There’s no grass, nothing to water, and he didn’t own a car.

“More likely we’re talking about a boat bottom and maybe its prop that were repainted with primer, and then a red antifouling paint that’s environmentally safe and legal.” We put on gloves and shoe covers, and I open a rusting screen door.

Sil Machado is waiting on a porch crowded with open black garbage bags overflowing with cans and bottles. Shopping carts are filled with bags, and more of them are stacked in the seats of a metal slat porch glider. I wonder how Howard Roth got his recyclables to a redemption center, and I ask Machado if he knows.

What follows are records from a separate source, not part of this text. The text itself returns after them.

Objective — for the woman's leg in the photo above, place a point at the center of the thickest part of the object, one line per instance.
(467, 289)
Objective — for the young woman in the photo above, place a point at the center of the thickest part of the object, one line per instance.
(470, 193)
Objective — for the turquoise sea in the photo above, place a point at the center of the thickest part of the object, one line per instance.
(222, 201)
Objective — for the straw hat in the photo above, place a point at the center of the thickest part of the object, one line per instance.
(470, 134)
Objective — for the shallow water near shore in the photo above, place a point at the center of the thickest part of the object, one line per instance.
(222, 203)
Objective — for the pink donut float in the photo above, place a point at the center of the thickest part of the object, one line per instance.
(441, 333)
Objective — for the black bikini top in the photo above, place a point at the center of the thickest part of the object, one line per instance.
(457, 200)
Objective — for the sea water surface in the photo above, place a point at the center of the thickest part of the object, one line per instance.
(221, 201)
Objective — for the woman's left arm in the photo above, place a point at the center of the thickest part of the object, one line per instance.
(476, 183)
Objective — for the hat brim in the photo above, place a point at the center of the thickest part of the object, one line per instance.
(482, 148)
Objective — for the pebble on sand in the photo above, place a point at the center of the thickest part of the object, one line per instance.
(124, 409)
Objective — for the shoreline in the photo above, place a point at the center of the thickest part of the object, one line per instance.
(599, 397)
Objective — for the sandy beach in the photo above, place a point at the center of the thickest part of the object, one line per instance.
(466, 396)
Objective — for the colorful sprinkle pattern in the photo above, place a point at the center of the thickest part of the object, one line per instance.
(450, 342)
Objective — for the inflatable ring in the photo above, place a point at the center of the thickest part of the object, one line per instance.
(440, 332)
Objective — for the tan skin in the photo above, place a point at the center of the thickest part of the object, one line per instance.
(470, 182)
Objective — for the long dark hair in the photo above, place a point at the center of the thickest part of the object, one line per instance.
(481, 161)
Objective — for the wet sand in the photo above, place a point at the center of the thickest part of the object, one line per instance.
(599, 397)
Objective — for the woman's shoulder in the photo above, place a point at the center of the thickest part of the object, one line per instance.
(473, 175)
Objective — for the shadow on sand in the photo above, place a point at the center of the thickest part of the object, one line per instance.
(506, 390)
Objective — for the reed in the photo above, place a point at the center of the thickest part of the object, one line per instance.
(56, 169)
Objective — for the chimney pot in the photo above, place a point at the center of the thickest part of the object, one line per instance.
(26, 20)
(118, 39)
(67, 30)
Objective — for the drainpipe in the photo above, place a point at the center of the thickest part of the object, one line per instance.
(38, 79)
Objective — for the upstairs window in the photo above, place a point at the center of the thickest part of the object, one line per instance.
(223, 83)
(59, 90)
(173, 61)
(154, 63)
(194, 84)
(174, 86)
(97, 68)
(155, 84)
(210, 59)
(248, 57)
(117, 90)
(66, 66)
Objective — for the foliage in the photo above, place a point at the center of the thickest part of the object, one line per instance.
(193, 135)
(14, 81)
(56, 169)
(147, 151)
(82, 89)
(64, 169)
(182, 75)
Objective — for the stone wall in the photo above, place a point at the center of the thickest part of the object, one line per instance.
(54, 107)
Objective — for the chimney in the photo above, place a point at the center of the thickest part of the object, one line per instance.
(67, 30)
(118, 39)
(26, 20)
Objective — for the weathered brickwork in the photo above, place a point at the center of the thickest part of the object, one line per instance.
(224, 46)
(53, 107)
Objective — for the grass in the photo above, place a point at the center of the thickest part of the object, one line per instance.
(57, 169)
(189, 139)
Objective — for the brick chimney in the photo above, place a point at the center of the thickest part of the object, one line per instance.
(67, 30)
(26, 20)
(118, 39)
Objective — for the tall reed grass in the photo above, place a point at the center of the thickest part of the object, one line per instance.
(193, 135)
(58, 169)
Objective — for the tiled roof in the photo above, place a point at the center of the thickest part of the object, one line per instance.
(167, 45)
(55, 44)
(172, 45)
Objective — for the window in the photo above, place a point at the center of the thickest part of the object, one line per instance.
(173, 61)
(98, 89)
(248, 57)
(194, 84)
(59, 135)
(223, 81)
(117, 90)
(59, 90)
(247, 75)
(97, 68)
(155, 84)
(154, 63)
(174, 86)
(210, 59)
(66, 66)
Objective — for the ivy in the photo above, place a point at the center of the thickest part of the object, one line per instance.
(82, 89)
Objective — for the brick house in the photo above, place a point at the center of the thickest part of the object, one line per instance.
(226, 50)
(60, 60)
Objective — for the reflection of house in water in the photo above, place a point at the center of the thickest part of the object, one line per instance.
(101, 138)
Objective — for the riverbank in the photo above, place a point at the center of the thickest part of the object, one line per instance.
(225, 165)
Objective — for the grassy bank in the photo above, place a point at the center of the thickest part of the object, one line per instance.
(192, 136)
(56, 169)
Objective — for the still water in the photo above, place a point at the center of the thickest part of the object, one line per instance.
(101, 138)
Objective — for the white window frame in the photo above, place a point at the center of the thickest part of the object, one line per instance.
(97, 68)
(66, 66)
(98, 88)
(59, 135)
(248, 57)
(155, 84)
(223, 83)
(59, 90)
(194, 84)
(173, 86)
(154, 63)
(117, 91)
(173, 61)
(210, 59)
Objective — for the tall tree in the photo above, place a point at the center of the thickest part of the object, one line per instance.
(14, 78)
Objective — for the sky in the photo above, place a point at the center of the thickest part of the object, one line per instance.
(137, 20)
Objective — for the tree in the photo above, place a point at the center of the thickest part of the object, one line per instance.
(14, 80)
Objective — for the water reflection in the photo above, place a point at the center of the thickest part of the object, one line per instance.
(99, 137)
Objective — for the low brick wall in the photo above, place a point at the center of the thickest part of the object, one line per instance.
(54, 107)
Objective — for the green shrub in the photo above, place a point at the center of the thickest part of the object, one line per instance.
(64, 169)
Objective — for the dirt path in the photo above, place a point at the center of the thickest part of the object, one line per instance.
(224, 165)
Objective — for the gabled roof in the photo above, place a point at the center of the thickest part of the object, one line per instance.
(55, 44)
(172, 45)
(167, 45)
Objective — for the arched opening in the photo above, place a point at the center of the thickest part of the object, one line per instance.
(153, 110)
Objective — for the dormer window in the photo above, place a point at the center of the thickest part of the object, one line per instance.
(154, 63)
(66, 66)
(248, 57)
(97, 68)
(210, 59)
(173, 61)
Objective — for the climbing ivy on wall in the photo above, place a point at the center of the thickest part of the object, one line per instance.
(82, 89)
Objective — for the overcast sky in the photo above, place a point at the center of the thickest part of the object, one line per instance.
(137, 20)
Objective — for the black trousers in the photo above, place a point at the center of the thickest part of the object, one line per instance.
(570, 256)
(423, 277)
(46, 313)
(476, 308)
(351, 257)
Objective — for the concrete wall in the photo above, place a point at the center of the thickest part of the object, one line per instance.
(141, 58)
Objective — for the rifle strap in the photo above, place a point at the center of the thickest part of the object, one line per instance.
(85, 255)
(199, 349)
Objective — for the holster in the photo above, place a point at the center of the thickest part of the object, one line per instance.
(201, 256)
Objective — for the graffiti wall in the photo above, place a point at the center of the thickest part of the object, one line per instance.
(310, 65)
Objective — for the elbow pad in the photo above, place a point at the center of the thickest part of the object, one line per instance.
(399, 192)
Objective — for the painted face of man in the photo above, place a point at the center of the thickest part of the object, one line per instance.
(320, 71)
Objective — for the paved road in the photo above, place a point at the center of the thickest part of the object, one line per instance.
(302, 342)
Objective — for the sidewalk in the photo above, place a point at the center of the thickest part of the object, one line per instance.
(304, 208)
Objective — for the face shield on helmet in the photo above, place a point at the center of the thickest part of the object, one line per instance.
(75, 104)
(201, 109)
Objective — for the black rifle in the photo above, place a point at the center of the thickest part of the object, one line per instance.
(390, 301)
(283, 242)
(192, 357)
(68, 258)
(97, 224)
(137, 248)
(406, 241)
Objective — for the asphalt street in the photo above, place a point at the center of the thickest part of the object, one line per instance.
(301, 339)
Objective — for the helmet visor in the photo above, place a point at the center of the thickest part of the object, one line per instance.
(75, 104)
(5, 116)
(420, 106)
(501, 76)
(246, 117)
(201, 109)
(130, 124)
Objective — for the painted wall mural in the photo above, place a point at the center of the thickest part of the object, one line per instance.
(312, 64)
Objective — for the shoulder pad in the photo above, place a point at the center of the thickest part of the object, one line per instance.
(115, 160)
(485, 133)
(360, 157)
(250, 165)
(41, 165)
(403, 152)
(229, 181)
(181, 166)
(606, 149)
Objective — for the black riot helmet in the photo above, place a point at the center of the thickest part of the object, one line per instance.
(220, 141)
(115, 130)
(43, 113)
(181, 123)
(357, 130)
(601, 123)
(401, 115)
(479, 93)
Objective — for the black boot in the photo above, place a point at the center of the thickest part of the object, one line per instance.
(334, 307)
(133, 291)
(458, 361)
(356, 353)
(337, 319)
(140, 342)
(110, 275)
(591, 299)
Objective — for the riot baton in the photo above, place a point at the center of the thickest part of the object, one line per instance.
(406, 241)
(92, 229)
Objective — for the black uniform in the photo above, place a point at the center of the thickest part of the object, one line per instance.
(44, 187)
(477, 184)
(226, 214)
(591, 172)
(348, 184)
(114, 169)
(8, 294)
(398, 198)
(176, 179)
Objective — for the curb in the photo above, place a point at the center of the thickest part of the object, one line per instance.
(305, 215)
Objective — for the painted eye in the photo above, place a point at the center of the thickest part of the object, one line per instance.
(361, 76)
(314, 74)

“Nearest one’s on Webster Ave.” He unlocks the front door with a single key attached to an evidence tag. “I think his buddy from Fayth House used to give him rides. Jerry, the maintenance guy who found him.”

He lets us in and stays outside because I intend to spray for blood if I don’t find any that’s visible, and there’s very little room inside. Machado explains through the open door that Roth’s friend, maybe his only friend, got a DUI and his license was suspended.

“He told me on Sunday afternoon when I responded to the call that as soon as he got his license back he was going to help Howie haul all this in,” Machado says.

“When might that have been?” Benton asks, and we’re just inside the door, covering our clothes. “When was he going to get his license reinstated and give him a ride?”

“It was his first offense, so his license was revoked only for a year,” Machado says. “He has three months to go. He said he told Howie to stop collecting before the floor caved in, to hold off until he could drive him. But he went out every day, digging through trash anyway. Not sure what you get for this stuff. Maybe a couple bucks a bag, total? Enough for one quart of the shit he drank.”

I crouch by an open scene case, getting out the spray bottle of LCV and the camera, scanning my surroundings before I do anything. The living room and kitchen are one open area separated by a Formica countertop, an old TV against one wall, a brown vinyl recliner parked in front of it, and that’s about the only place someone could sit.

Bags of metal cans and glass and plastic bottles are piled on a sofa, on a small table and on its chairs, and I can understand Machado’s attitude when he first got here after the body was found. I know all too well what it’s like to walk into a death scene that is so overwhelmed by what obsessive unwell people collect or hoard or don’t bother throwing out that it’s like sifting through a landfill.

“This isn’t just about the money.” Benton stands by the kitchen counter, looking, taking in every detail.

“It’s sad,” I agree. “Maybe he started out collecting all this for whatever petty cash he could get, but then it became a compulsion.”

“Another addiction.”

“Addicted to digging through trash,” I reply, noticing all of the window shades are down, the shapes of bottles and cans showing behind the yellowed fabric as the light shines through.